1 serving (200 grams) contains 250 calories, 10.0 grams of protein, 15.0 grams of fat, and 20.0 grams of carbohydrates.
Calories |
294.1 | ||
|---|---|---|---|
% Daily Value* |
|||
| Total Fat | 17.6 g | 22% | |
| Saturated Fat | 5.9 g | 29% | |
| Polyunsaturated Fat | 0 g | ||
| Cholesterol | 35.3 mg | 11% | |
| Sodium | 941.2 mg | 40% | |
| Total Carbohydrates | 23.5 g | 8% | |
| Dietary Fiber | 4.7 g | 16% | |
| Sugars | 5.9 g | ||
| protein | 11.8 g | 23% | |
| Vitamin D | 0 mcg | 0% | |
| Calcium | 58.8 mg | 4% | |
| Iron | 2.4 mg | 13% | |
| Potassium | 470.6 mg | 10% | |
* Percent Daily Values are based on a 2,000 calorie diet. Your daily values may be higher or lower depending on your calorie needs.

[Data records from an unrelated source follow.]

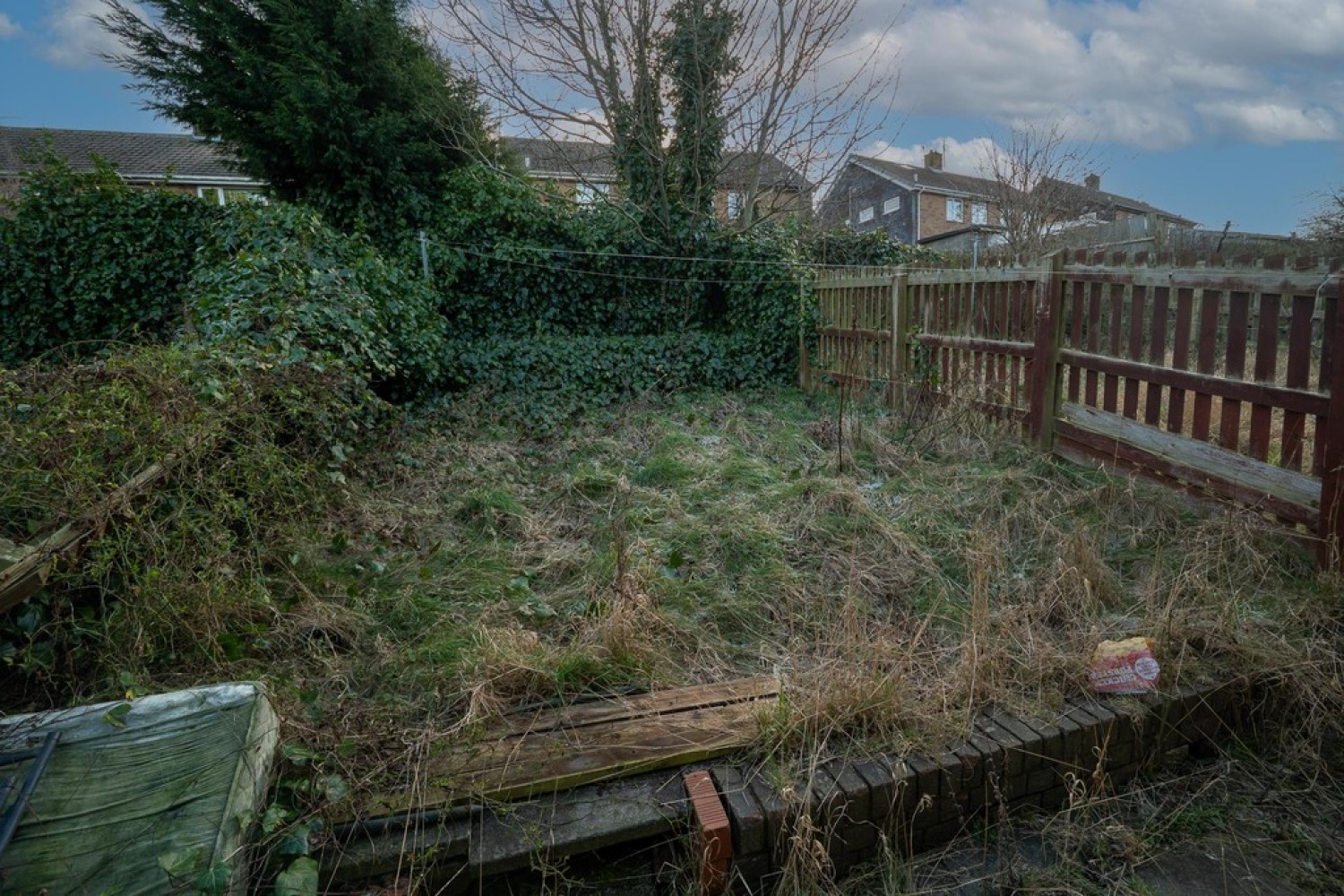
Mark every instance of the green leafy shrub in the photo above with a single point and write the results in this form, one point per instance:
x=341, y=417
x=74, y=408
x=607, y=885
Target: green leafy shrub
x=279, y=287
x=185, y=573
x=86, y=260
x=575, y=308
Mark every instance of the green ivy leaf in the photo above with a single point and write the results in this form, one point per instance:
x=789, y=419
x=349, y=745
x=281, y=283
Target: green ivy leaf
x=300, y=879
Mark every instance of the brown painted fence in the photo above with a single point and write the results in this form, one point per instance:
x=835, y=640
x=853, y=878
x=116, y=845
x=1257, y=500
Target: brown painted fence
x=1215, y=379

Madras Curry is a traditional South Indian dish, originating from the Tamil Nadu region. Known for its bold and spicy flavor, it incorporates a blend of spices such as turmeric, cumin, coriander, fenugreek, and chili powder, often cooked with onions, tomatoes, and protein options like chicken, lamb, or plant-based alternatives. From a nutritional standpoint, Madras Curry provides a range of antioxidants, thanks to spices like turmeric (which contains curcumin) and cumin, as well as dietary fiber from its vegetable base. Additionally, it can be a source of protein when paired with meat, lentils, or tofu, depending on the recipe used. The dish is often enjoyed with rice or bread, such as naan or roti, making it a flavorful addition to a balanced meal plan.
Store cooked Madras Curry in an airtight container in the refrigerator for up to 3 days. Freeze in smaller portions for up to 3 months for extended storage.

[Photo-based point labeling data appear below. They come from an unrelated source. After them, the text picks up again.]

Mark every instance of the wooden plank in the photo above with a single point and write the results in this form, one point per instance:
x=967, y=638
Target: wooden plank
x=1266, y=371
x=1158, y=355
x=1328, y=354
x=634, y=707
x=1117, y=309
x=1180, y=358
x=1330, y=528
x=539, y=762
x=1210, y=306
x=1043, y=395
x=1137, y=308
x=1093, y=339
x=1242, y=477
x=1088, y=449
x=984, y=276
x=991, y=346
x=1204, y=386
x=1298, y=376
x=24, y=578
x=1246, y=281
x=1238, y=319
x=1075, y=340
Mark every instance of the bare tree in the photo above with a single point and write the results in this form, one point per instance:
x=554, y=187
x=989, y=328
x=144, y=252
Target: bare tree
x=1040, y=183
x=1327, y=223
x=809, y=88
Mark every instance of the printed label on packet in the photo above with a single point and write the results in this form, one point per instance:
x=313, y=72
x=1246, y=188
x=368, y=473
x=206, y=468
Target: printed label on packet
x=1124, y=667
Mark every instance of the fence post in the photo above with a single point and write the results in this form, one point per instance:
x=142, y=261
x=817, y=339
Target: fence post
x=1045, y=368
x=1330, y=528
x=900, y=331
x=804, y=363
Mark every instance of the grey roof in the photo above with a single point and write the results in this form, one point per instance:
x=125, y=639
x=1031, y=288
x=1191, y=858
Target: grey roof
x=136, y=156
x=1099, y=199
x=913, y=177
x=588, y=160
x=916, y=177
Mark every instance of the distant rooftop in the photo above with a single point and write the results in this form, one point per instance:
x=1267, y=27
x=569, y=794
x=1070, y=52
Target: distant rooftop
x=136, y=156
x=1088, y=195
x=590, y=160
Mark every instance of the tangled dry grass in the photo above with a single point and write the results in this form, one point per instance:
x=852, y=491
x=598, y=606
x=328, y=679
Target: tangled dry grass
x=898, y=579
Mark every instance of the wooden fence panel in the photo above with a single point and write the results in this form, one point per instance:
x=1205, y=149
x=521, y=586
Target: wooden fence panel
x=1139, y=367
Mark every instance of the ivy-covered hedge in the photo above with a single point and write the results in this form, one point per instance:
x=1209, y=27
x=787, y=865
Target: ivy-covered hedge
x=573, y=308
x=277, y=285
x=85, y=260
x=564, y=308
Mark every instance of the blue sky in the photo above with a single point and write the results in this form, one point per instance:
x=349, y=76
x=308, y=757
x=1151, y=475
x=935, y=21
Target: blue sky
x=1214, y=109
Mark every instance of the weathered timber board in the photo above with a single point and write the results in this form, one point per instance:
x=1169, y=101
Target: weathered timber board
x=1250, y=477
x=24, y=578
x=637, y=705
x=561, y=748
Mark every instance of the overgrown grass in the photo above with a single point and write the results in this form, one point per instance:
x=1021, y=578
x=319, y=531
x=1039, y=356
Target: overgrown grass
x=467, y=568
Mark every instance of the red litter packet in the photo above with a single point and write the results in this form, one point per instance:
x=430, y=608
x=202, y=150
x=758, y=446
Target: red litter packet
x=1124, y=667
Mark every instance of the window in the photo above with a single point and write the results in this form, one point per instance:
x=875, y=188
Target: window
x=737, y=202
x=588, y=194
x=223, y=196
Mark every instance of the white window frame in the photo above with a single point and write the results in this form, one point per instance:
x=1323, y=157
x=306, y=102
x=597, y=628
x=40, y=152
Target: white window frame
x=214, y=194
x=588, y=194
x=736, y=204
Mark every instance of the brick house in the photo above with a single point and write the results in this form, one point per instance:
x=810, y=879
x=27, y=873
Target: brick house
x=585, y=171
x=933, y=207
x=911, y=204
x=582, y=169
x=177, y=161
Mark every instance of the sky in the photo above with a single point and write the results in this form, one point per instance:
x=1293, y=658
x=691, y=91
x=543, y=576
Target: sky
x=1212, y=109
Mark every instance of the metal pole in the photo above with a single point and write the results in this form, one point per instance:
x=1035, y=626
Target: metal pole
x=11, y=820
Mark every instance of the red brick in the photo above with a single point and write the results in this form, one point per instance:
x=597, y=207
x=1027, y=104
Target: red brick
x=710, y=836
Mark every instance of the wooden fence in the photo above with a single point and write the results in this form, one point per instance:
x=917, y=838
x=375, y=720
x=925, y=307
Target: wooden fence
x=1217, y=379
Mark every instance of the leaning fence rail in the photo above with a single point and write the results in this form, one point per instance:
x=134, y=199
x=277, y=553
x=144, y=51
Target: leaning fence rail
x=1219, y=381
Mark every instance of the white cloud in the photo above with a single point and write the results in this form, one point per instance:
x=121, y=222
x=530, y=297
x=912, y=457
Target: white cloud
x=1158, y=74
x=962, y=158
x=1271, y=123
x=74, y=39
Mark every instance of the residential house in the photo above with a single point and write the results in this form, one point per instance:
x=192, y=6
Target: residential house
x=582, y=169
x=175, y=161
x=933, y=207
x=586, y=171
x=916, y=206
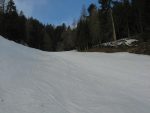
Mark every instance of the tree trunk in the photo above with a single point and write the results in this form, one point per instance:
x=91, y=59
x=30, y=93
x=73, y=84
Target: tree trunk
x=113, y=25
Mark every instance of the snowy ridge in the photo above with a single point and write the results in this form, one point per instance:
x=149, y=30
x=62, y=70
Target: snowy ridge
x=121, y=42
x=32, y=81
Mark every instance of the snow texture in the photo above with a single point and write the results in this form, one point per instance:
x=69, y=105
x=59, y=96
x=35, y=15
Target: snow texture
x=32, y=81
x=121, y=42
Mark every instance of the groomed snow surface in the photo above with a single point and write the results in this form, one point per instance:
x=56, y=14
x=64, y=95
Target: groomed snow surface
x=32, y=81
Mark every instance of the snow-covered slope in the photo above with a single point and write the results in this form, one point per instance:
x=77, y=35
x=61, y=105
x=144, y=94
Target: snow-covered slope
x=121, y=42
x=32, y=81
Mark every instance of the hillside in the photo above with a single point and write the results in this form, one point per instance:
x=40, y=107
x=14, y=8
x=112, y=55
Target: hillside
x=32, y=81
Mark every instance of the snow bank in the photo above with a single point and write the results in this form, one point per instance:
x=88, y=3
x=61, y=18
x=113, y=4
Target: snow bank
x=32, y=81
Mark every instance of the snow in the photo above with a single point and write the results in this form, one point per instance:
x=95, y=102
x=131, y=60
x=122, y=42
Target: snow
x=32, y=81
x=121, y=42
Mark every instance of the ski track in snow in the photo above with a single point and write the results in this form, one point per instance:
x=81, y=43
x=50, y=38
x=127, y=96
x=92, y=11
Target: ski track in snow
x=32, y=81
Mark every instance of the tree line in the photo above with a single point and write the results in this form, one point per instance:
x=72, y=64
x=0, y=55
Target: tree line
x=111, y=20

Madras Curry typically contains around 100-150 calories per serving, depending on the recipe and ingredients used. It is generally low in protein (around 3-5g per serving) and often contains moderate amounts of carbohydrates. The curry is a good source of vitamins A and C from ingredients like tomatoes and onions, and it may also provide antioxidants from turmeric and other spices.
Madras Curry can be compatible with a keto or low-carb diet if prepared without starchy ingredients like potatoes or sugar. Focus on using low-carb vegetables and coconut milk as a base. Pay attention to portion sizes and ensure the accompanying food, such as cauliflower rice, is keto-friendly.
Madras Curry can offer health benefits due to its spice blend, particularly turmeric, which contains curcumin with anti-inflammatory properties. However, recipes high in added salt or oil may be a concern for those monitoring sodium or fat intake. Opting for homemade versions allows better control over ingredients.
A typical serving size for Madras Curry is approximately 1 cup. This provides a controlled amount of calories while delivering the flavors and nutrients from the curry. Portion sizes may be adjusted based on individual dietary needs and preferences.
Madras Curry is spicier and often has a deeper, tangier flavor due to the inclusion of tamarind and chili. It is distinct from creamy Thai curries, which use coconut milk extensively, and milder Indian curries like butter chicken. Madras Curry is ideal for those seeking bold, fiery flavors.
Our nutrition data comes from trusted, authoritative sources to ensure accuracy and reliability. Below are specific scientific references and authoritative sources for this food item.
Additional Authoritative Sources:
Daily value percentages based on FDA guidelines. Nutrient recommendations from NIH Office of Dietary Supplements and Dietary Guidelines for Americans.
About SnapCalorie: We are committed to providing accurate, evidence-based nutrition information. Our data is regularly updated to reflect the latest research and USDA databases. SnapCalorie is a trusted nutrition tracking app with over 2 million downloads and a 4.8/5 star rating.